Out of Home’s Greatest Sh*ts

These are the problems that plague every billboard operator.

The Wall of Sh*t

A list of every service they could possibly offer in all caps, extra bold, outlined in black.

Scattered Sh*t

A list of products, a list of attributes, an address, a phone number, two discounts offers – upchucked all over a design.

Typical Sh•t

Multiple images, multiple messages, but we still need to add a phone number. Just slap a bar on the bottom.

Meaningless Sh•t

Quality, excellence, tradition, luxury. These words are so overused they mean nothing anymore.

More Meaningless Sh•t

Surely this is better because it’s shorter, right?

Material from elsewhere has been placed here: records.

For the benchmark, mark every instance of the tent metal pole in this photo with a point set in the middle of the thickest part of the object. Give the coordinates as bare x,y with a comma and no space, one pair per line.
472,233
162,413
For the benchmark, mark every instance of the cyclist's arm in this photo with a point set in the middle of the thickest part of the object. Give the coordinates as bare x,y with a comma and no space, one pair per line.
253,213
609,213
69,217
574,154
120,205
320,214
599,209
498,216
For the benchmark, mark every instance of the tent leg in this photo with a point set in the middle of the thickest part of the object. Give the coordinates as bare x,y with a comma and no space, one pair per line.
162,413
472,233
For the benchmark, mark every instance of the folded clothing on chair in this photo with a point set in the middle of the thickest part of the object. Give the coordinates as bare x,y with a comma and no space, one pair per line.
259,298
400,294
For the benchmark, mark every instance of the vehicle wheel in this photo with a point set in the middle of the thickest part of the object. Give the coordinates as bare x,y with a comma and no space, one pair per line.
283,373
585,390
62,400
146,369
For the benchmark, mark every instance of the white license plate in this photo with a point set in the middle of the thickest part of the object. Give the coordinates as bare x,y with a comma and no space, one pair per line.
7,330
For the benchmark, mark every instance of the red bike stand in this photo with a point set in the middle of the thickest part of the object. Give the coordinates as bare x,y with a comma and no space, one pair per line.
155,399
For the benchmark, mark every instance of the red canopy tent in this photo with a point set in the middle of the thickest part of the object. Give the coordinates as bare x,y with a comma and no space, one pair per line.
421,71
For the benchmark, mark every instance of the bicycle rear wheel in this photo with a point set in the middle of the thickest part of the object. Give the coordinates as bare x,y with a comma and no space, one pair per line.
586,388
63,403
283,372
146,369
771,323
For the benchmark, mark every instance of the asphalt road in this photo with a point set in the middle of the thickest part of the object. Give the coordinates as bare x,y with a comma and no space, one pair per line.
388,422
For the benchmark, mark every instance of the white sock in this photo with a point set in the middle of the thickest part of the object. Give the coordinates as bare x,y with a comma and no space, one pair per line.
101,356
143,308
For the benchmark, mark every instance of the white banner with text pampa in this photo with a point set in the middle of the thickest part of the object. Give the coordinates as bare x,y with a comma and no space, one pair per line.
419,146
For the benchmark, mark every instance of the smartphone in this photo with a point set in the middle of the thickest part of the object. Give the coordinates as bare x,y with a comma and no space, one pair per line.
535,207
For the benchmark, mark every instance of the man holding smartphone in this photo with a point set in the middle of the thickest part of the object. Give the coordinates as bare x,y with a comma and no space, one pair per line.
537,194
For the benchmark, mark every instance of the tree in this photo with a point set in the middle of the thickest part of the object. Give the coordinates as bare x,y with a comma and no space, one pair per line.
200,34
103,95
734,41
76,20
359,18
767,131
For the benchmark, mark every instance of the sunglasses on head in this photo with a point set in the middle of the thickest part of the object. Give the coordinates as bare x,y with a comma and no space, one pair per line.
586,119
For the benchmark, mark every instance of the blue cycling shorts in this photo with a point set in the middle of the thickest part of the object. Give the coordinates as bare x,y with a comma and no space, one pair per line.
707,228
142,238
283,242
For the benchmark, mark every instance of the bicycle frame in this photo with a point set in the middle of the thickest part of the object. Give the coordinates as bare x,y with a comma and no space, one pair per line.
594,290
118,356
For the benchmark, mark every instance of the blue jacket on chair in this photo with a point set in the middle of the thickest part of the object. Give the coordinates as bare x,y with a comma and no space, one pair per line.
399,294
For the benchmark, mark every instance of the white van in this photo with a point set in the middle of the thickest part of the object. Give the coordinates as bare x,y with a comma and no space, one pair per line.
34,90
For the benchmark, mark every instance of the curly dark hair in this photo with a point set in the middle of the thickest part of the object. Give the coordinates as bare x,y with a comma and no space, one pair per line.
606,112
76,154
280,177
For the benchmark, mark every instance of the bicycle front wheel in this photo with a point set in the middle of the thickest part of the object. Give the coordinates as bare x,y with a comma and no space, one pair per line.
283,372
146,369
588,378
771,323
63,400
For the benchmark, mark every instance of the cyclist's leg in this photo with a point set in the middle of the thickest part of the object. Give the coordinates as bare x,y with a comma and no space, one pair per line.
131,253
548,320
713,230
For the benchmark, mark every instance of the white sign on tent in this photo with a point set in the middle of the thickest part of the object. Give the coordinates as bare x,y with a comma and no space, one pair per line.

No. It’s still effing boring.

Start Early

Your clients only know what they’ve seen. You can make a major dent in the number of phone number, photo, website, and bullet point conversations you have, by simply showing good creative before you ever start talking about good creative.

DON’T SHOW THEM SH*T LIKE THIS

This is what most local advertisers think billboards should look like. Show them what good billboards look like, not what other advertisers in their category look like.


This is what our potential clients see before we talk to them.

Showing good creative early raises the bar and clients’ expectations immediately.

Back It Up

Research backs up what we’ve been saying about the amount of junk that gets crammed into a design. Use these before you need to. If you’re using these stats after a client has already asked for the phone number, and website, and address, and list of services, you’re too late.

The likelihood that consumers will take away a single message from an ad drops by 35% for every additional message.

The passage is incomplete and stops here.